Your name change is not considered official until you have completed the process of applying it to one of these official documents, specifically to your passport. You will not be able to change your name on your birth certificate, marriage/divorce certificate(s), decree absolute, or educational certificate(s). In the future, anytime you need to present one of these unchangeable documents for formal legal purposes, you will need to present the document (such as a birth certificate) alongside your deed poll in order to show proof of name change.
This link will help you get started with applying for a deed poll in the UK.
Deed polls can be used for more than to change names. In different places and in different situations, a deed poll may be used to achieve a variety of things, including those listed below:
● Used to partition land in Hong Kong
● POAs (Powers of Attorney)
● Used by Church of England clergy members in the UK to give up their place in the church and their holy orders
● To register a Billing Agent (someone who may claim medical insurance benefits on behalf of another person)
The United Kingdom, the Commonwealth countries, and the British Overseas territories all may use deed polls to complete the tasks listed above (in addition to name changes). These countries include Singapore, South Africa, Kenya, Bangladesh, Canada, India, the Bahamas, Bermuda, and more. The uses of a deed poll as well as the process of getting one are similar in each of these countries.
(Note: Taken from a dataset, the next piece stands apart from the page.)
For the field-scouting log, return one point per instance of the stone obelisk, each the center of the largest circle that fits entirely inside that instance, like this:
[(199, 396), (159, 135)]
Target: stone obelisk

In most countries, a deed poll no longer needs to possess a physical seal in order to be considered valid. In fact, “sealing” is now performed through the use of a witness who is present during the signing of the deed poll document. Still, a seal may be attached to the deed poll in the presence of one or more witnesses in order to be able to prove the validity of the document. For example, in Singapore the deed poll document must have a red seal attached to it in order to be valid.
If you may be using your deed poll outside of your home country, then you will need to obtain a notarial seal, an apostille, or a similar form of legalization in the form of a seal on the deed poll. This will permit you to use the deed poll as a legal, binding document when you are abroad. Contact the relevant authorities in your country to obtain proper legalization of your deed poll if you intend to use it in a foreign country.